After two editions without spectators (Tokyo 2020 and Beijing 2022), these Paralympic Games are in record numbers: 167 delegations (three more than in Tokyo, with Eritrea, Kosovo and Kiribati making their debuts, there were 135 delegations twenty years ago in Athens) ) plus the refugee team, with 4,400 athletes (including 1,983 women), with three nations breaking records (China with 282 athletes, Brazil with 255, France with 237), 22 sports for 549 medal events. But the atmosphere felt in the city, the feelings linked to the city’s involvement are also new signals for the Paralympic Games that have already seen significant social change, especially after London 2012. At that time, the Channel 4 advertisement in the UK was called “We are superhuman”. Now, we are beyond that, we are in pure sport, in the beauty of the artistic gesture and in the question we can/should repeat to ourselves with every medal: “But for me, those 100 metres freestyle, how many minutes – no? How many seconds – would it have taken me to swim them.”
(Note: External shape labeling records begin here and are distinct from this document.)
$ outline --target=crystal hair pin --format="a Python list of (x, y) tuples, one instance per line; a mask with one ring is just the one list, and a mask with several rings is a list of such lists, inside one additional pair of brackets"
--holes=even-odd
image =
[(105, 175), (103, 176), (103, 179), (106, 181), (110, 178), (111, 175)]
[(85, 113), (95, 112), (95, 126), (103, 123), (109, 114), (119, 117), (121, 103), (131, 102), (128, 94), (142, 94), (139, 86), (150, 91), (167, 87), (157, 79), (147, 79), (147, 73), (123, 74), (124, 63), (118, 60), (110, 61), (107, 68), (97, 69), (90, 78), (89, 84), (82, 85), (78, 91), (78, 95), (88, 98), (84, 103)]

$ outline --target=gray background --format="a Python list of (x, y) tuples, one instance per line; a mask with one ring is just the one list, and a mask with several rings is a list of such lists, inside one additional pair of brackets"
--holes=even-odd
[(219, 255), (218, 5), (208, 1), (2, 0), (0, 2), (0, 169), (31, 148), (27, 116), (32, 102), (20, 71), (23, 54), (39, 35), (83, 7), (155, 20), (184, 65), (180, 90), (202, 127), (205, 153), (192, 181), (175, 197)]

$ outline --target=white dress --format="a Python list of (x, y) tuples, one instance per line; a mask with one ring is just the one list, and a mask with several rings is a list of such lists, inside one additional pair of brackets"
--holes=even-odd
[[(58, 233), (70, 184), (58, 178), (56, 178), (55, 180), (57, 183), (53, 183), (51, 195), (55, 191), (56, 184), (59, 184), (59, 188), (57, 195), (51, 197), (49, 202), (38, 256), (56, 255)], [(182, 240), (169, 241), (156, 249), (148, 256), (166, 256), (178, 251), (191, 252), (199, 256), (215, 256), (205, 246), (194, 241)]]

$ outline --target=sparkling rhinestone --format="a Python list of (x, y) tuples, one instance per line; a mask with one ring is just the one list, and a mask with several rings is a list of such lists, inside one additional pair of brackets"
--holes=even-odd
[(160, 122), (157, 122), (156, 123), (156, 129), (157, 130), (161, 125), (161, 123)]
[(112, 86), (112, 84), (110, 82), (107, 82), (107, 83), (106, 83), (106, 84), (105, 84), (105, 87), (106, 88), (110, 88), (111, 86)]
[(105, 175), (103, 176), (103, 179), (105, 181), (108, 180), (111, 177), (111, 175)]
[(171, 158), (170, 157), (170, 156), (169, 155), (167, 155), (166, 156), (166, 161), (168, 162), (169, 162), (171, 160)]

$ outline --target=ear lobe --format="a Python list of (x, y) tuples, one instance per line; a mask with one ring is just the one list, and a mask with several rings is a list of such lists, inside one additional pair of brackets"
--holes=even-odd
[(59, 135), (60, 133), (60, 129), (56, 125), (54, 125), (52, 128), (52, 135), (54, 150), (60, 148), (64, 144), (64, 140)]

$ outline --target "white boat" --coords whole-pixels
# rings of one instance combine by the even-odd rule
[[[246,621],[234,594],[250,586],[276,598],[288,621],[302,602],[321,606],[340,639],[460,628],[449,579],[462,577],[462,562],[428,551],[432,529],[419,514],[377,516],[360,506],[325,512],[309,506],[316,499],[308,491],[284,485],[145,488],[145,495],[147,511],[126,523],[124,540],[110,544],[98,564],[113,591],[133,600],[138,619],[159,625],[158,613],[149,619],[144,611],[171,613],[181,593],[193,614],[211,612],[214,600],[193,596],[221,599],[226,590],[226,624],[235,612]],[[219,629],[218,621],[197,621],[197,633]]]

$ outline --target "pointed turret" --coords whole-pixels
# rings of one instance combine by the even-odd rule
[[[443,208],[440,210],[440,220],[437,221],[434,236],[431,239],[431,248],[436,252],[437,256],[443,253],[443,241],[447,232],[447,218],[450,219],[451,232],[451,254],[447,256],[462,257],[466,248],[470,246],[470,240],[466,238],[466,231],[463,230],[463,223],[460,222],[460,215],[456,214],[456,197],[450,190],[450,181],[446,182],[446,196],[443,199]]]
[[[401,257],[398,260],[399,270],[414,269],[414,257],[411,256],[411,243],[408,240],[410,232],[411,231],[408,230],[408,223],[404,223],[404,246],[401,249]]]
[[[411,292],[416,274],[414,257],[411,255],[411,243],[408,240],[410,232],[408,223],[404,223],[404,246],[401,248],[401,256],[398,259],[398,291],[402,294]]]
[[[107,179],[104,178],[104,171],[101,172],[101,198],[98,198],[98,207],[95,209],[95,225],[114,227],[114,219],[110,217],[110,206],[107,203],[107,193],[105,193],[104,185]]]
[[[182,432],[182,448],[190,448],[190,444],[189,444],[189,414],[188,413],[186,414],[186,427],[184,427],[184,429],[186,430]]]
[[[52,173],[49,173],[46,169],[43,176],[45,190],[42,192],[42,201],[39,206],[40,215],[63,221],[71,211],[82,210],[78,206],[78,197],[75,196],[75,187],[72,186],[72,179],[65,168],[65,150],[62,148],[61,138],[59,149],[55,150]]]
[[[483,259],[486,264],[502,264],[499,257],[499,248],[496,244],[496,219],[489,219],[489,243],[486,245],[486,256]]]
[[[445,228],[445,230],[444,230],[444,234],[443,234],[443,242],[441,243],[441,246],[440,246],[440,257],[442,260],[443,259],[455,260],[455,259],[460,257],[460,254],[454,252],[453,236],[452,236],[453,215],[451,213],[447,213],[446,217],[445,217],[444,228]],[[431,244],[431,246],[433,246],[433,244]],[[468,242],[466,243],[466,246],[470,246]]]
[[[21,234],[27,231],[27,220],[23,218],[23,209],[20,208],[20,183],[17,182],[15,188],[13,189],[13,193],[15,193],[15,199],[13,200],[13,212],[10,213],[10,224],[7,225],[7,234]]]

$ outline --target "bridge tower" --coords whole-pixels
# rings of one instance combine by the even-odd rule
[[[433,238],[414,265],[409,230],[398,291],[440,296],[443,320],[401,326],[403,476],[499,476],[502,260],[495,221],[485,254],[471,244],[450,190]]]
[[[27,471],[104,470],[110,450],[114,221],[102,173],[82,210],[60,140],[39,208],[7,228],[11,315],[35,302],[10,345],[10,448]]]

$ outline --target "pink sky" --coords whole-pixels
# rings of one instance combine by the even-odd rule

From here, we set out to achieve other records: of the 2.8 million tickets available, two million have already been sold (and do Some sports such as fencing, taekwondo, cycling, horse riding, triathlon and shooting), and 200,000 will go to schools “because we need to involve new generations to change the perception of disability”, confirmed Tony Estanguet, president of the organizing committee. Paris 2024, since its candidacy, has done everything it could to create a version that mirrors the Games: same logo, same mascot, Paralympic athletes carrying the torch towards the Olympic bonfire: “We were so ambitious and so bold,” President Estanget proudly admits, “that we tried to create as broad a base as possible so that the educational programmes for five million students would be the real legacy of the event.” France has allocated $1.5 billion to inclusion projects, including so-called inclusive clubs to train teachers who know how to deal with students with disabilities; Paris, for its part, has done everything it can and invested heavily to make buses 100% accessible (it has not managed to do so in metro stations). Telecommunications will do the same: 165 television channels will broadcast the races around the world – another record – to an audience of 4.5 billion people. They will be able to watch the sport played in iconic venues, from the Grand Palais to the Eiffel Tower to the gardens of Versailles, which do not have much impact. Emotional. The President of the International Patent Committee, Andrew Parsons, concludes that “the ambition remains to be a beacon of hope for people with disabilities and, more generally, for the possibility of living in peace: we are all equal in humanity.” It is true that conflicts, even if they exist, deny everything.
This evening, from the Arc de Triomphe to the Champs-Élysées, Paris will embrace the Paralympic movement and the world: among the 168 delegations, 140 athletes from Ukraine will also show off, much more than just an act of courage and self-determination, before the gaze of dozens of heads of state from all over the world, including the President of the Republic Sergio Mattarella. Because sport is much more political and social than you think. In the end, it is worth more than ever claim The USA team chose him for this Paralympic Games: “One for All.”